Cher Ami,

La prévision du temps météorologique s’améliore à brève échéance, pas sur le moyen et long terme, m’anime, adepte du feu de cheminée.
Le temps, qui ne fait que passer, ne serait à l’infini qu’une courbe, un cycle au rythme varié… Il fait écrire scientifiques, philosophes, psychanalystes, écrivains, poètes etc. et n’a pas fini. J’ai lu quelques points de vue, théories et voyages intérieurs : je m’enthousiasme pour l’érudition et la qualité littéraire. Leur lecture crée un embouteillage intellectuel, leur somme me pousse dans le décor ; je choisis un chemin de traverse.

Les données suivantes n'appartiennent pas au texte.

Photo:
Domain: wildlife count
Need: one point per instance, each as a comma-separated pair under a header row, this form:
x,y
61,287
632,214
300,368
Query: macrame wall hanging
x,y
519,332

Les collectionneurs de chronographes s’acharnent : le temps reste insaisissable. A l’opposé des trois premières dimensions matérialisées sous des formes variées qui limitent l’infini de notre horizon, la quatrième nous échappe : une étrange fiction. Son évidence est aussi inconsistante que réelle. Le temps me questionne, me dépasse ; je reste à la traîne, à la ramasse, voire en retard. Je laisse le temps « T », l’heure cristallisée par convention, sur le bas-côté du temps qui court, qui nous entoure, impalpable, invisible, inaudible, inodore, sans saveur. Le temps me berce dans l’immédiat, ne laisse pas de trace, mais au fil du temps m’outrage ; le temps n’est qu’à moi, sans pause.
Le temps avance, j’ai moins de temps, ne sais gagner du temps, et avant d’avoir fait mon temps, je veux prendre le temps, au point de perdre mon temps ; je le ralentis dans une évasion méditative, à faire des conserves de piments, à lire un livre « loin de l’actualité », et pour une minute l’arrête une éternité fixant scrupuleusement un détail de l’environnement : extase. Et puis j’aime, et le temps s’accroît, enfle, dans un souffle déformé tel une bulle de savon irisée.

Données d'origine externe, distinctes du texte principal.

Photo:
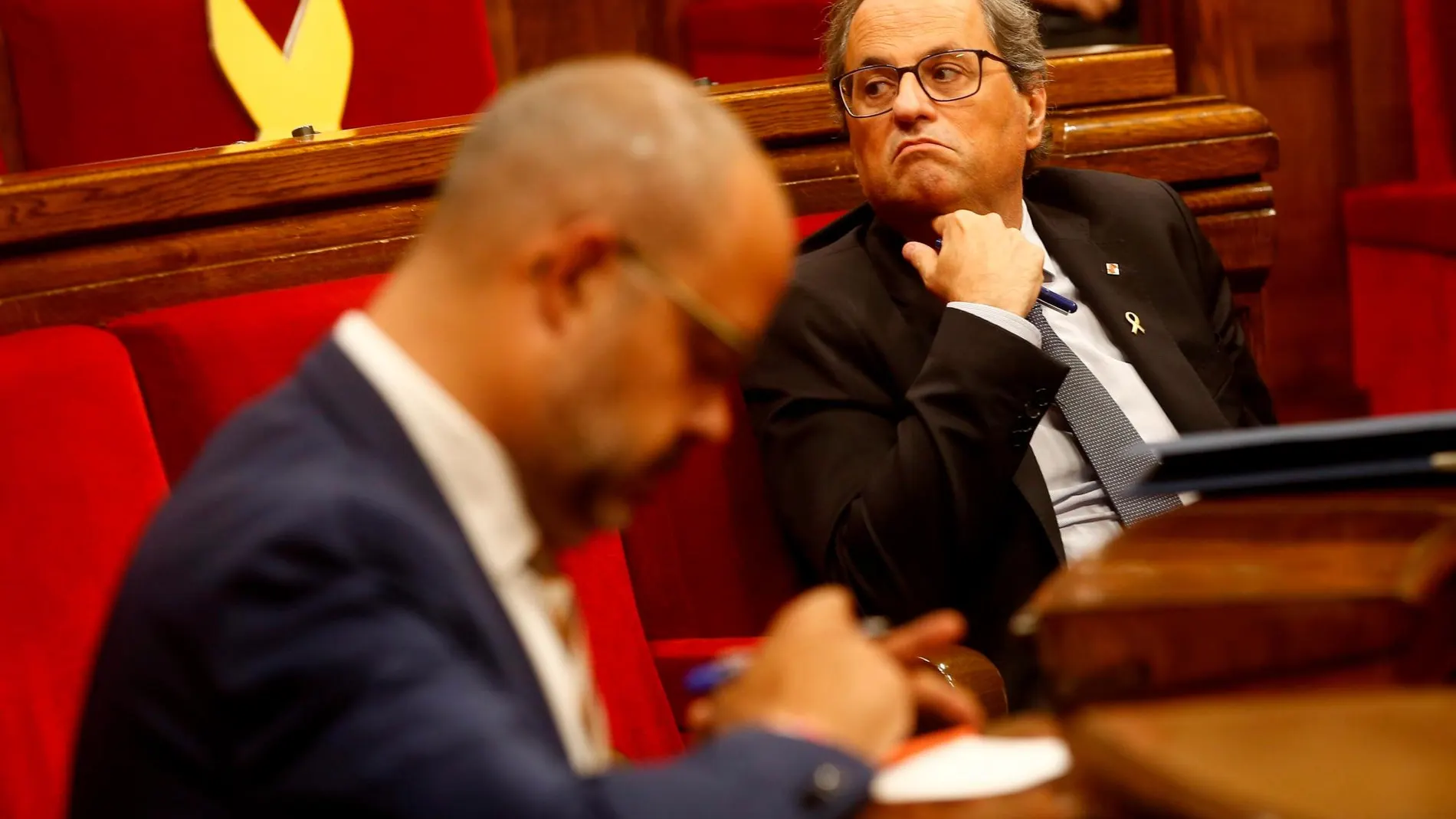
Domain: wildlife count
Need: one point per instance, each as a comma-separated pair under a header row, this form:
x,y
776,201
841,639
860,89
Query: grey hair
x,y
616,137
1012,25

Impatient, je n’ai pas le temps, je ne tue pas le temps, mais, entre bon temps et temps mauvais, je nage à contre-temps, tout le temps. A ce jeu pas « d’au temps pour moi », ni de deuxième temps, avant le seul temps mort contre le temps, je vivrai avec mon temps jusqu’au dernier temps, sans avoir pris la mesure du temps : je n’aurai duré qu’un temps, à plein temps.